//Jean-Paul Belmondo, le magnifique

Jean-Paul Belmondo, le magnifique

Ricardo Langlois
Mourir a 88 ans. Bébel est parti fatigué. Il a tellement donné. Le Magnifique, Le Professionnel, À bout de Souffle. Tout le monde l’aimait même son rival Alain Delon. 80 films en soixante ans de carrière.

Né à Neuilly-sur-Seine, le 9 avril 1933. Il était le fils d’un artiste peintre et du sculpteur Paul Belmondo. Élève turbulent, amateur de sport, surtout le football. Pour moi, c’est l’acteur qui appartient à la Nouvelle Vague. Après Chabrol, Godard fera appel a lui pour À bout de Souffle. Il a pris le risque d’être dans un film sans scénario. Pierrot le Fou (1965) est aussi un classique innovateur (1).

Un symbole

Aux côtés de Alain Delon et de Johnny Hallyday, il est un phénomène sociologique. Sur 67 titres, on retient aussi Une femme est une femme (1961), ou la joyeuse comédie ludique, Pierrot le Fou. Bébel représente a lui seul le cinéma des années 1960, L’homme de Rio 1964, Cent mille dollars au soleil 1964. Mais aussi les années 1980, Le Marginal, Joyeuses Pâques 1984, Hold Up 1985. D’énormes succès commerciaux. Belmondo est partout. Surtout au petit écran. Ses films ont été regardés à l’infini. Le public est au rendez-vous à chaque fois.

Kidnappé par le cinéma

Depuis À bout de Souffle, j’avais été kidnappé par le cinéma. J’enchaînais les tournages, les aventures, les collaborations, les rôles, les cascades, les pays, les hôtels, les voitures. J’avais déployé une énergie plus qu’intense. J’avais tout donné, à chaque fois, complètement, sans réserve. J’avais fait mes preuves.(2).
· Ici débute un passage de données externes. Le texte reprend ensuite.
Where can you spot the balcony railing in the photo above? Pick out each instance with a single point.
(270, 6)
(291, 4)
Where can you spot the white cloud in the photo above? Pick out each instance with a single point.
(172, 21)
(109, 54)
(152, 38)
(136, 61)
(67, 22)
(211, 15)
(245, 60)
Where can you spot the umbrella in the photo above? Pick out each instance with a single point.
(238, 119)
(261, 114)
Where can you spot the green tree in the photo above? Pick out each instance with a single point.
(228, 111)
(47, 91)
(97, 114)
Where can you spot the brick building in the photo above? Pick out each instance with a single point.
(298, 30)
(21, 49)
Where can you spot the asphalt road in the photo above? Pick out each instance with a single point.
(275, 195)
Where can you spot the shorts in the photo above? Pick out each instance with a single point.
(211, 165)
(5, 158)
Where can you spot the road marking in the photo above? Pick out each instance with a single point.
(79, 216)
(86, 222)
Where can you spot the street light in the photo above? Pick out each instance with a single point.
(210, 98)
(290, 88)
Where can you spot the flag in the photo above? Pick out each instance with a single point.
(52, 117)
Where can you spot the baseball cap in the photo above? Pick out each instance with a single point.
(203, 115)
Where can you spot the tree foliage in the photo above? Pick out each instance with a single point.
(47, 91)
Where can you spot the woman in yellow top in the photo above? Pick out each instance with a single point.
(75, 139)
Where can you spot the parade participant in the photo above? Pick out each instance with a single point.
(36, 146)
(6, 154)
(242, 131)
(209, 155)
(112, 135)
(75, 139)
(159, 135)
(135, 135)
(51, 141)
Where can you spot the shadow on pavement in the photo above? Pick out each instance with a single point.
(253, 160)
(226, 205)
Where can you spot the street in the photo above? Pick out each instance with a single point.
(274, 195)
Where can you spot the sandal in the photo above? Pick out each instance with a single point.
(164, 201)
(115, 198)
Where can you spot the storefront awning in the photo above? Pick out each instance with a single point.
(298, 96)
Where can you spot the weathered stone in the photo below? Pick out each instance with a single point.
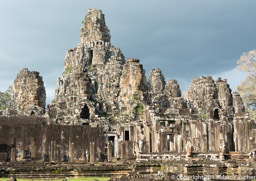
(156, 83)
(110, 107)
(133, 84)
(238, 103)
(28, 94)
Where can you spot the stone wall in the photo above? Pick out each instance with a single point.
(32, 139)
(28, 94)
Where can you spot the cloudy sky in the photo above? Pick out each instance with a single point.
(184, 38)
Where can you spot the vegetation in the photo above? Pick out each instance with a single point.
(5, 98)
(247, 88)
(91, 66)
(68, 69)
(133, 98)
(96, 86)
(69, 179)
(139, 109)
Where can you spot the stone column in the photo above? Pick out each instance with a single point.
(92, 152)
(13, 154)
(33, 149)
(122, 151)
(52, 153)
(110, 151)
(71, 151)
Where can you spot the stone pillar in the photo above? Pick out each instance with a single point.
(52, 153)
(33, 149)
(71, 151)
(92, 152)
(171, 144)
(122, 151)
(13, 154)
(189, 150)
(110, 151)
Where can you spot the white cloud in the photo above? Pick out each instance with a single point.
(233, 76)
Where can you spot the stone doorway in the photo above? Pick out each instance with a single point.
(216, 114)
(126, 136)
(85, 113)
(5, 151)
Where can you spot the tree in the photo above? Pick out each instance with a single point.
(247, 88)
(5, 98)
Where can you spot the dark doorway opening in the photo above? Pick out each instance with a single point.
(216, 114)
(112, 139)
(150, 137)
(126, 136)
(90, 57)
(85, 113)
(5, 151)
(170, 139)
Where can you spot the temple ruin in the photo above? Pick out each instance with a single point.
(104, 103)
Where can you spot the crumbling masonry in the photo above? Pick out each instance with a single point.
(100, 93)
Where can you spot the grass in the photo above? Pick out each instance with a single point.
(69, 179)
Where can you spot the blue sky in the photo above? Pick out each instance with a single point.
(186, 39)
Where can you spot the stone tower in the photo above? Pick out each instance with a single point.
(28, 94)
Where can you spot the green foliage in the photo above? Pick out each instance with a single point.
(91, 66)
(68, 69)
(133, 99)
(96, 86)
(203, 116)
(5, 98)
(247, 88)
(139, 109)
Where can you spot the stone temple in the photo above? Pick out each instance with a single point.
(104, 103)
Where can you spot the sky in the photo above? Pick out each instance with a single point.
(184, 38)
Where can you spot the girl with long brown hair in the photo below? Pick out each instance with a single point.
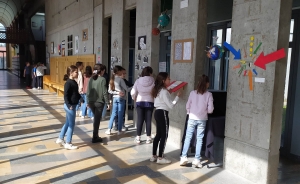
(71, 97)
(199, 104)
(163, 104)
(97, 97)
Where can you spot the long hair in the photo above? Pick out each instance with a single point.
(147, 71)
(98, 68)
(159, 83)
(117, 68)
(70, 70)
(202, 84)
(88, 71)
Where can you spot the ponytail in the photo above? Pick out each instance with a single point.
(98, 68)
(117, 68)
(70, 70)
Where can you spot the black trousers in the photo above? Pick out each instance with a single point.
(144, 115)
(162, 130)
(40, 81)
(97, 108)
(116, 118)
(28, 80)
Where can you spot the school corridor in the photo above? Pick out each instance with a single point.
(30, 121)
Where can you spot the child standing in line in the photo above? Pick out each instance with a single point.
(40, 73)
(199, 104)
(27, 75)
(118, 88)
(162, 103)
(79, 81)
(97, 98)
(71, 97)
(86, 77)
(129, 85)
(34, 78)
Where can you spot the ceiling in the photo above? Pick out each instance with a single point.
(8, 10)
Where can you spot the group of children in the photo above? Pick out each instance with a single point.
(34, 75)
(148, 94)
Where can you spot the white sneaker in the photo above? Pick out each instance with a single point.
(149, 140)
(196, 163)
(153, 159)
(137, 140)
(60, 141)
(108, 132)
(70, 146)
(183, 161)
(163, 161)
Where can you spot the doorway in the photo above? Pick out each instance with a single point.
(290, 137)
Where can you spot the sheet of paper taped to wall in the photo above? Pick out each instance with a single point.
(174, 85)
(261, 80)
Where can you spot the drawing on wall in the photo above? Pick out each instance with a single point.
(139, 58)
(145, 59)
(52, 47)
(142, 43)
(84, 34)
(178, 51)
(76, 44)
(59, 48)
(183, 51)
(63, 52)
(187, 50)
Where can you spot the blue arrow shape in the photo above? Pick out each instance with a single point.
(237, 54)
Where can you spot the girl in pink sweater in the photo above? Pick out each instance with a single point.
(141, 93)
(199, 104)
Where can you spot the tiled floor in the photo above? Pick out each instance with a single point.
(30, 121)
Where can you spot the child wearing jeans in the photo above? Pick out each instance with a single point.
(71, 97)
(163, 103)
(86, 77)
(199, 104)
(118, 88)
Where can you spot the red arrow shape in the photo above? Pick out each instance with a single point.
(263, 60)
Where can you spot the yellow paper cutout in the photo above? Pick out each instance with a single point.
(250, 80)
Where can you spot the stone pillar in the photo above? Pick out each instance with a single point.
(254, 118)
(147, 13)
(100, 34)
(120, 33)
(187, 23)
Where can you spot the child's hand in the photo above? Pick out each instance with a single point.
(121, 93)
(179, 93)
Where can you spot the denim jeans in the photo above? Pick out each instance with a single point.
(104, 111)
(192, 124)
(68, 127)
(84, 110)
(118, 110)
(79, 105)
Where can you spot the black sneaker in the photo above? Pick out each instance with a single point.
(97, 139)
(115, 128)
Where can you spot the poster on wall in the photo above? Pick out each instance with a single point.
(76, 44)
(142, 43)
(52, 47)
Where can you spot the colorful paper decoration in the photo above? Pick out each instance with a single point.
(262, 60)
(250, 80)
(237, 54)
(163, 19)
(155, 31)
(215, 52)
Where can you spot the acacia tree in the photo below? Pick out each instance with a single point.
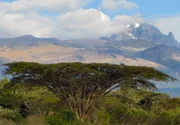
(79, 85)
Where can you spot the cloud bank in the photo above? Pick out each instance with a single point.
(118, 4)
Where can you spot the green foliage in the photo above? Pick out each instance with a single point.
(79, 85)
(10, 114)
(64, 117)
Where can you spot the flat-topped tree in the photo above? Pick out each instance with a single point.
(79, 85)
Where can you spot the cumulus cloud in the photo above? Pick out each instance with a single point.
(92, 23)
(14, 24)
(118, 4)
(73, 24)
(170, 23)
(35, 5)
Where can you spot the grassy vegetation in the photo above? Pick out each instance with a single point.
(35, 104)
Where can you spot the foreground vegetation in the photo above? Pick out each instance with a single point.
(85, 94)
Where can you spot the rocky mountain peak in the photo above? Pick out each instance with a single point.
(171, 36)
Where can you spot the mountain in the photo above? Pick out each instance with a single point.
(167, 56)
(139, 44)
(146, 32)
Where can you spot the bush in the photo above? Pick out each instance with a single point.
(10, 114)
(64, 117)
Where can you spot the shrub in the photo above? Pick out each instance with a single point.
(64, 117)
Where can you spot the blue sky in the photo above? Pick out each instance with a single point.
(43, 17)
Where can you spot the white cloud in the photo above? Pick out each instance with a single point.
(14, 24)
(74, 24)
(34, 5)
(167, 24)
(118, 4)
(91, 23)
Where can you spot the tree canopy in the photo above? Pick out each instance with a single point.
(79, 85)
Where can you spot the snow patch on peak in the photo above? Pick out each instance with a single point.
(137, 25)
(127, 26)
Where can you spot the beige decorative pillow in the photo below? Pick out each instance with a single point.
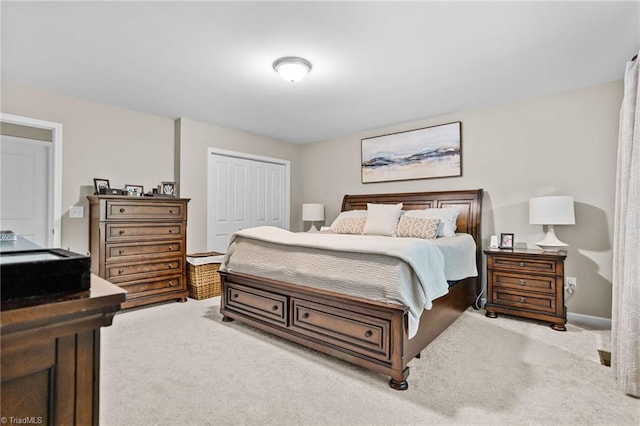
(415, 227)
(349, 225)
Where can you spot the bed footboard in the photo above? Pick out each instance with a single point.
(365, 332)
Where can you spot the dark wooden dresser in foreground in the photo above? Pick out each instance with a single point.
(139, 244)
(50, 357)
(527, 283)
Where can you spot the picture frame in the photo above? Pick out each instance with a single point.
(99, 183)
(506, 241)
(134, 190)
(168, 188)
(429, 152)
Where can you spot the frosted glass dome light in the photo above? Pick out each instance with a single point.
(292, 68)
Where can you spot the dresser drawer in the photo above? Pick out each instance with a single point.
(524, 300)
(152, 286)
(518, 282)
(526, 265)
(137, 232)
(352, 330)
(258, 304)
(119, 272)
(133, 251)
(132, 210)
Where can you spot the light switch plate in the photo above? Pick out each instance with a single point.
(76, 212)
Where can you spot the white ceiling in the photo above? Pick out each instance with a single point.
(374, 64)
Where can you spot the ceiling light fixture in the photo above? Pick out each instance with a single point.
(292, 68)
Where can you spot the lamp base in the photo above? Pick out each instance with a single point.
(550, 242)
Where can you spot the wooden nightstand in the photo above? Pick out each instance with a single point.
(527, 283)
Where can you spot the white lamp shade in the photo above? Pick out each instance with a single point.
(555, 210)
(312, 212)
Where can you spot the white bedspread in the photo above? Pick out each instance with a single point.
(409, 271)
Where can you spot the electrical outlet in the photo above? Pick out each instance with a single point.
(76, 212)
(570, 284)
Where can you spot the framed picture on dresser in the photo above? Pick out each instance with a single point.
(168, 188)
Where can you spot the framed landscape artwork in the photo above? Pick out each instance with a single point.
(431, 152)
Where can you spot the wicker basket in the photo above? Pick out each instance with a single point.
(203, 281)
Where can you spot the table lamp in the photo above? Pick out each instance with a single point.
(551, 211)
(312, 213)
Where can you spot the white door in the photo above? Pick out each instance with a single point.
(242, 193)
(25, 180)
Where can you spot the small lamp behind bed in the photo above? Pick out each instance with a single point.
(312, 213)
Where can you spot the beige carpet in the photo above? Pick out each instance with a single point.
(178, 363)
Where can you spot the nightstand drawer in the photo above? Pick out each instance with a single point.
(523, 300)
(539, 283)
(524, 265)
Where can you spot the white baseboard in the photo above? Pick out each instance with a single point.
(599, 322)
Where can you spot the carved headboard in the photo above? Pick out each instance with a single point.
(469, 202)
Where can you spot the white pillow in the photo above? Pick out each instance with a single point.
(382, 219)
(447, 215)
(355, 214)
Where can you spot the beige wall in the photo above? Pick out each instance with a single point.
(194, 139)
(562, 144)
(102, 141)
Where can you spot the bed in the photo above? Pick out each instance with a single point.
(374, 334)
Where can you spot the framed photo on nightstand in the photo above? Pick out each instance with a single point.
(506, 241)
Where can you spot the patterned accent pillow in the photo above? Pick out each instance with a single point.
(415, 227)
(350, 225)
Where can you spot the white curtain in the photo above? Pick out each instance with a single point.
(625, 336)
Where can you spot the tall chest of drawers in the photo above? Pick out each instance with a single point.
(139, 244)
(527, 283)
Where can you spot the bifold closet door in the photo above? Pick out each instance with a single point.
(242, 193)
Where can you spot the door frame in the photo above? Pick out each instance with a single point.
(54, 216)
(287, 169)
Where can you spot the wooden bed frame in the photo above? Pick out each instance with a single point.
(365, 332)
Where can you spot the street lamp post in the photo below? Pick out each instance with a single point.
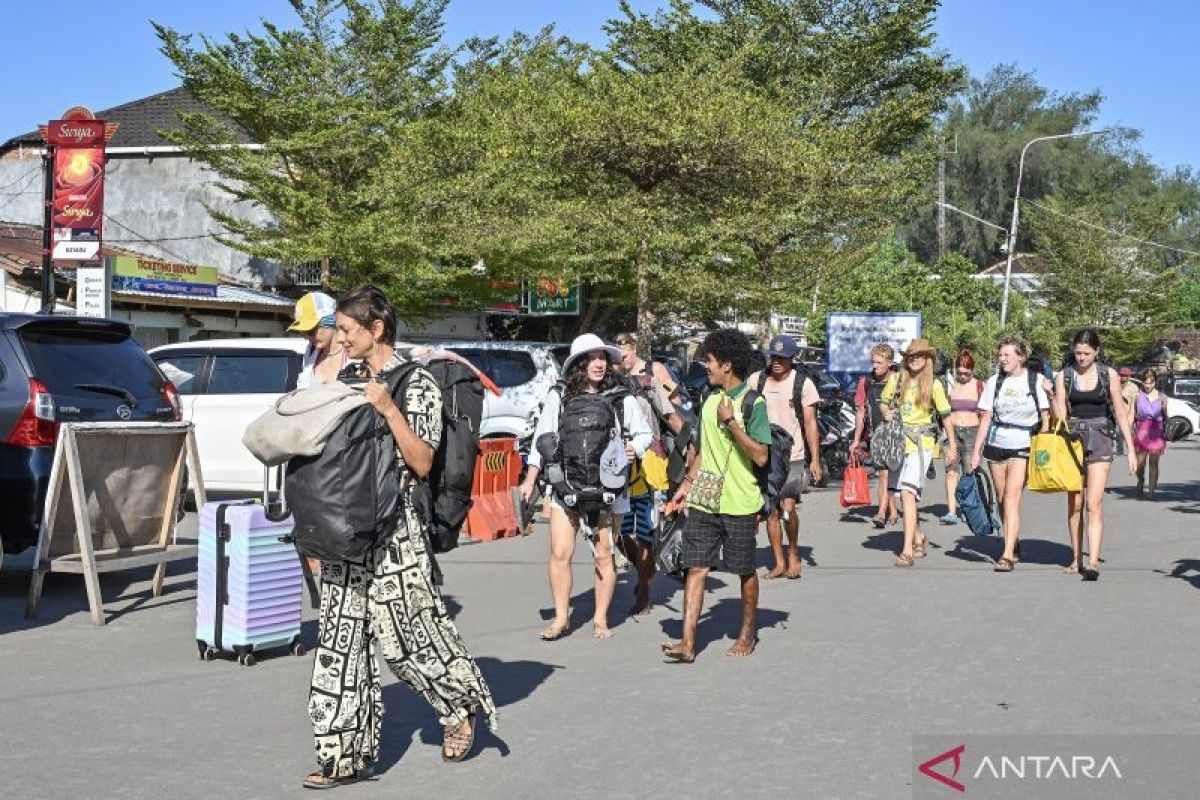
(1017, 203)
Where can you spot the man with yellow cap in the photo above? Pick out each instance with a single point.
(315, 319)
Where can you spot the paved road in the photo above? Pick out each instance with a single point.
(855, 660)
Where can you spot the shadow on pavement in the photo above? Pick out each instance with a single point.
(407, 714)
(1186, 570)
(891, 541)
(64, 594)
(721, 620)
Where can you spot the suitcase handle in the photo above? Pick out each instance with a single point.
(275, 510)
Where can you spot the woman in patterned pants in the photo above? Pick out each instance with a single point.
(387, 602)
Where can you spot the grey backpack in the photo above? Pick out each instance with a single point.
(888, 439)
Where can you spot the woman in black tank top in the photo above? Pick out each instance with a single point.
(1091, 403)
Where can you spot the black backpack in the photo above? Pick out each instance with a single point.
(1102, 376)
(347, 497)
(588, 423)
(772, 476)
(444, 497)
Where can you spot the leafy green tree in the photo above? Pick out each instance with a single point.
(330, 102)
(1099, 280)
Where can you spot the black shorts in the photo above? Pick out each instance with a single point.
(719, 541)
(1000, 455)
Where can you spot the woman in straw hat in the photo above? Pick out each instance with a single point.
(587, 372)
(916, 397)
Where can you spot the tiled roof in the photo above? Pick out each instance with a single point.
(21, 252)
(227, 295)
(141, 120)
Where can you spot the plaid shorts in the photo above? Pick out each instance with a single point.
(720, 541)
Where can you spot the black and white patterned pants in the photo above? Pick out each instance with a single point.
(389, 605)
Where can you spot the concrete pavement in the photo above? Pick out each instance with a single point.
(855, 660)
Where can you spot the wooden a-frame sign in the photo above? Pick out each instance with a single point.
(111, 504)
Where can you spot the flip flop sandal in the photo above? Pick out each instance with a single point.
(555, 632)
(322, 781)
(457, 741)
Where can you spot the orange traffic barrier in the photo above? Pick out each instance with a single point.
(497, 470)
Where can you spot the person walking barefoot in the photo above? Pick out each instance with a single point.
(1149, 413)
(721, 492)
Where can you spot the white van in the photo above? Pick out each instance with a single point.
(225, 385)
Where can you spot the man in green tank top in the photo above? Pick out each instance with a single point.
(721, 492)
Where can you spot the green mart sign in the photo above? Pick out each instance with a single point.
(549, 298)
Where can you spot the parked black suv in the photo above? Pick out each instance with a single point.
(64, 370)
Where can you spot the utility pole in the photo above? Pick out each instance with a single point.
(941, 199)
(1017, 206)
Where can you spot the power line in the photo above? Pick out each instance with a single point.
(19, 179)
(1109, 230)
(144, 239)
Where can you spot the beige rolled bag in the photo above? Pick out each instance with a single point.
(300, 422)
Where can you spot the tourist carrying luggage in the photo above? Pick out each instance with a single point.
(964, 391)
(1149, 413)
(589, 431)
(868, 416)
(721, 493)
(1014, 408)
(917, 400)
(652, 477)
(385, 600)
(1087, 395)
(792, 400)
(324, 358)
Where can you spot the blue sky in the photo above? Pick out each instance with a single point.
(1141, 56)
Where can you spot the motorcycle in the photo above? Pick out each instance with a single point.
(835, 428)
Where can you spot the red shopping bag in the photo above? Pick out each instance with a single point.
(856, 489)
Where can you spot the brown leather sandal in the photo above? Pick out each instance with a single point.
(457, 743)
(322, 781)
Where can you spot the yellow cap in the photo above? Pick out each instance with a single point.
(313, 310)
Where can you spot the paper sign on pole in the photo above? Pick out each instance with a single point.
(93, 290)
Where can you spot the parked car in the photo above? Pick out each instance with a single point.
(523, 371)
(58, 370)
(226, 384)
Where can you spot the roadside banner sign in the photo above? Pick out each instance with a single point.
(850, 337)
(93, 295)
(163, 277)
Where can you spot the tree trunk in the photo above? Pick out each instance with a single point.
(645, 316)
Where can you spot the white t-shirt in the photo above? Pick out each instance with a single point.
(1013, 407)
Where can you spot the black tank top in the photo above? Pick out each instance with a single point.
(1090, 404)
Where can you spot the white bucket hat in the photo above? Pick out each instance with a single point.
(589, 343)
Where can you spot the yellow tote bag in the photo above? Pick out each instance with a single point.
(1056, 462)
(654, 470)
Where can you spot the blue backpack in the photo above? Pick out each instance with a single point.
(977, 503)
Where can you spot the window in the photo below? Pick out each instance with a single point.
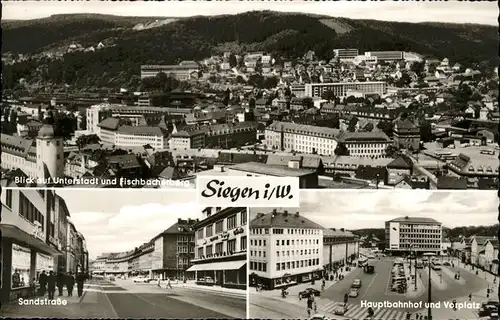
(218, 247)
(209, 230)
(219, 226)
(243, 243)
(231, 222)
(231, 245)
(243, 218)
(8, 200)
Il s’est acheté une vieille maison sur la Marne, à l’Ile-aux-Corbeaux. Planqué dans la végétation, oui, il a été heureux avec Ursula et ses enfants. C’est Johnny Hallyday qui a pris la suite. Il était constamment épié par les paparazzi de son époque. L’intimité n’existait pas. Il était à la merci de son public. Partout même à Londres. Il a dû s’exiler à quelques reprises. Un jour, il s’est retrouvé à Los Angeles dans un climat de liberté avec Warren Beatty, Kirk Douglas, Frank Sinatra et Dean Martin. Il a même été en page couverture du Life aux États-Unis.

En 2001, la fin ?

En 2001, Belmondo est victime d’un grave accident vasculaire cérébral qui le tiendra éloigné des plateaux. On retiendra de lui Le Magnifique réalisé par Phil de Broca sorti en 1973. Un pastiche de films d’espionnages et des James Bond. Ce film a particulièrement marqué mon adolescence. Un écrivain timide qui s’invente une identité. Un agent secret qui est un séducteur. C’est aussi la même année que Les aventures de Rabbi Jacob avec Louis de Funès, un acteur fabuleux.  Ce sont de beaux souvenirs pour moi. Un peu plus tard, je découvrirai Hiroshima mon amour  d’Alain Resnais (1959), un scénario de Marguerite Duras. Le cinéma français c’est aussi Cyrano de Bergerac avec Depardieu (1990). Je pense aussi Bertrand Blier et Les Valseuses (1974). J’ai appris avec joie l’hommage national à Belmondo, le 9 septembre 2021.

Notes

1. Pierrot le Fou est classé en 19e position du top 100 des meilleurs films français selon Senscritique.com. À bout de Souffle 29e position.

2. Jean-Paul Belmondo, Mille vies valent mieux qu’une, Édition Fayard, 2016.